The harvest season makes you do crazy things. You feel the pressure that comes from huge bushels of fruits and vegetables bursting with ripeness and priced to move. Cucumbers, peppers, beans, eggplants,
and tomatoes all weigh heavy on my mind.
You can see why from the photos above.
After days of trying to track down a ride to the market (bikes were not going to cut with the quantities we were envisioning), my sister came through and made today's labour possible.
Last year, we made about 6 litres of tomato sauce, which went pretty fast. I remember saving the last jar for a long while, waiting for the right occasion to finish the batch. I think it made it into February. This year we decided we had to "go big." The most we'd ever made was when we converted 25 pounds of tomatoes into sauce one Labour Day a few years ago. Those were some of the most phenomenal tomatoes ever. We found them at a farmer's roadside stand in Lanaudière, just to the north of Montreal, and they were so ripe we had to drive home as quickly as possible so that we wouldn't lose them en route. In the end, there wasn't a bad one in the box, and, we'd gotten the whole bunch for a mere $5.00. Ridiculous, but true.
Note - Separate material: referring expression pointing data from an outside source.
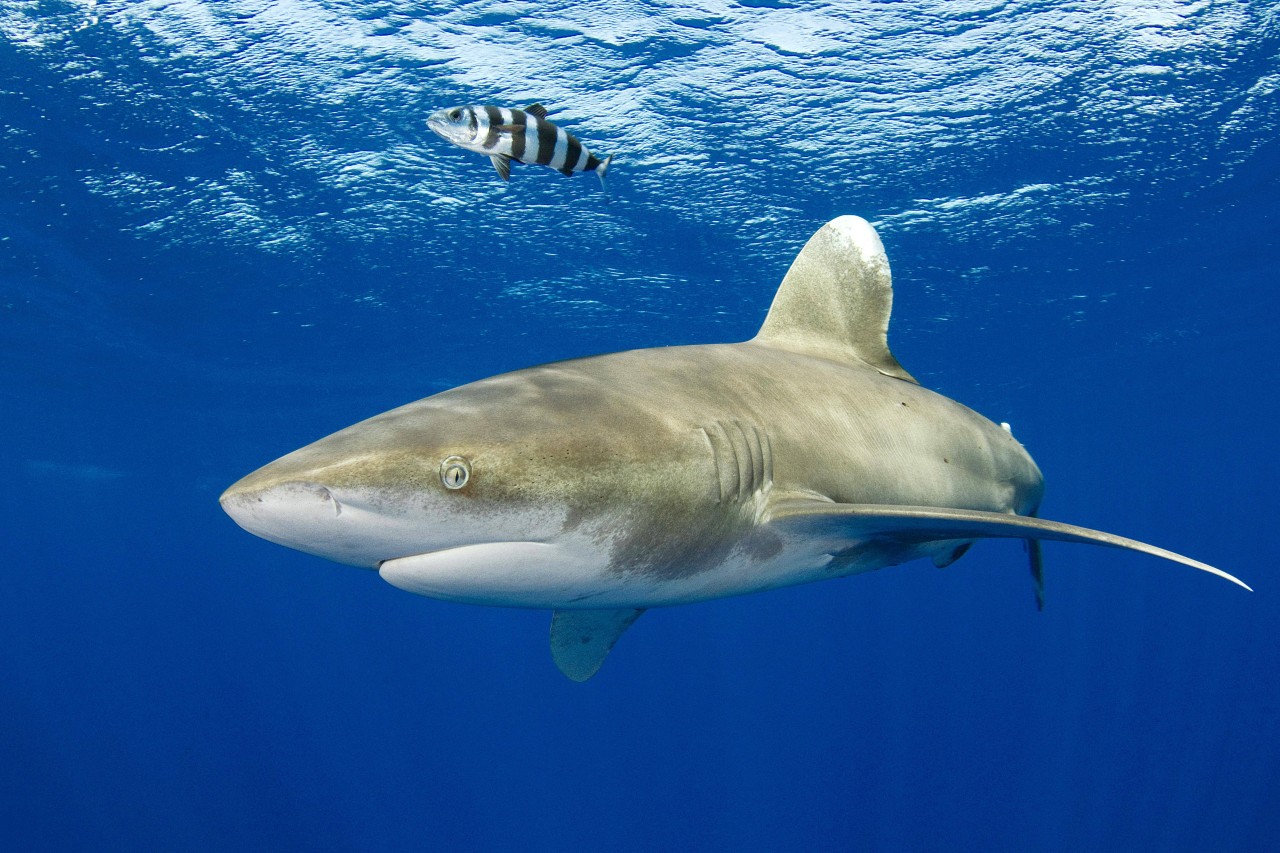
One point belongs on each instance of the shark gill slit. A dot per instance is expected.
(717, 464)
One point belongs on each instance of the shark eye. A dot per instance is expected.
(455, 471)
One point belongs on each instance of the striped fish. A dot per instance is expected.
(507, 135)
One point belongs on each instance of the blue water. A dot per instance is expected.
(224, 232)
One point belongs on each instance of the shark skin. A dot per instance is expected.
(607, 486)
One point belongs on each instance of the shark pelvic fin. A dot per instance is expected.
(836, 300)
(583, 638)
(859, 523)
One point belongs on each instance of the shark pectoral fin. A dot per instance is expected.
(919, 524)
(583, 638)
(502, 163)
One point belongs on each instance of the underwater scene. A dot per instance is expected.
(696, 425)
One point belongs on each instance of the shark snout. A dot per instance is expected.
(300, 514)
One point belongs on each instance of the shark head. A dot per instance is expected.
(513, 489)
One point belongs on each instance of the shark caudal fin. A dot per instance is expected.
(836, 300)
(859, 524)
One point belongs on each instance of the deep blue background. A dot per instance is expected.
(225, 233)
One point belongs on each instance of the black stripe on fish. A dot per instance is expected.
(572, 154)
(545, 142)
(494, 117)
(517, 135)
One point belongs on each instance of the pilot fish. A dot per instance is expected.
(507, 135)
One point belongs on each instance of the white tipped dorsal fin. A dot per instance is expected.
(836, 299)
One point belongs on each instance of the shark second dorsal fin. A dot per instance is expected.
(836, 299)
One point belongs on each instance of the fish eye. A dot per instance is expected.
(455, 471)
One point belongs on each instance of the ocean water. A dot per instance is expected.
(225, 231)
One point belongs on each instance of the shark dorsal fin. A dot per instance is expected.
(836, 299)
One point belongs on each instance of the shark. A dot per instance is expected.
(603, 487)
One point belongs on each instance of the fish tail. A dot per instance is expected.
(602, 169)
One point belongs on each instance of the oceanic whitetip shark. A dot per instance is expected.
(603, 487)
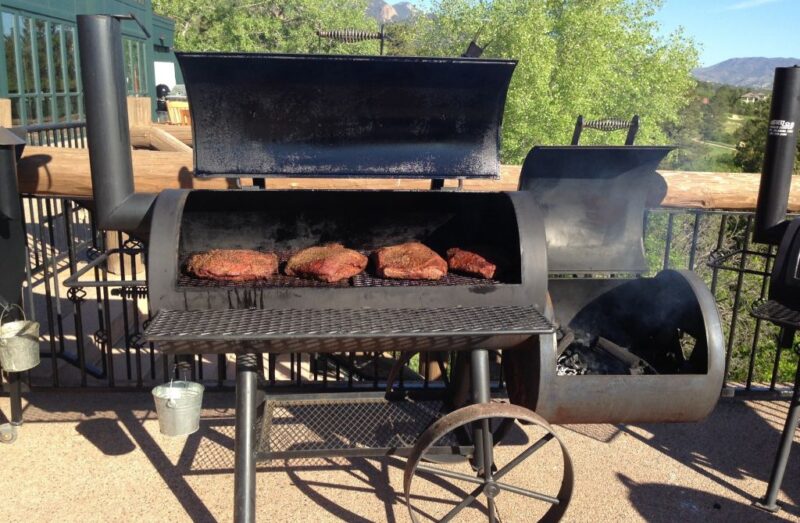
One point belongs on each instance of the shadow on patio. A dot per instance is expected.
(101, 455)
This time around we picked up 55 pounds (!) of roma tomatoes. They weren't quite as perfect as those tomatoes from Lanaudière, but they were pretty nice and they only set us back $12.00. At first we were going to get the $7.00 box, but then we decided, "Why mess around?" We thought this box was going to make tons. Well, it made 13 litres, but is that really enough for the long winter ahead? I mean, in Montreal you never know. What if we wound up having one of those 6-month winters? We're already talking about going back next week for round two. After all, it only took us about 3 hours to convert those tomatoes into the best sauce you've ever tasted.
Our fresh tomato sauce has always been tasty (how can you go wrong?), but this time it tastes even better and it looks super "pro," too, because we finally got a proper food mill to crush our blanched tomatoes, and remove their skins and seeds.
What we did:
We washed and blanched 55 pounds of romas. We passed them through a food mill to extract as much juice and pulp as possible, while discarding the skins and seeds. We bought two bulbs of the best garlic we could find, pressed it, and sauteed it in olive oil. We added the tomatoes, some salt and pepper, and some herbes de Provence, stewed the mixture for about an hour, skimming off any impurities. Then we canned our sauce with a sprig of basil and a sprig of oregano in each jar.
Guess what we had for dinner tonight? Yep, we had a bit of sauce left over after we canned those 13 litres, and it was just enough for a dinner for two. Perfect.
Do yourself a favor. Make your own sauce. Now is the time. The markets are waiting for you.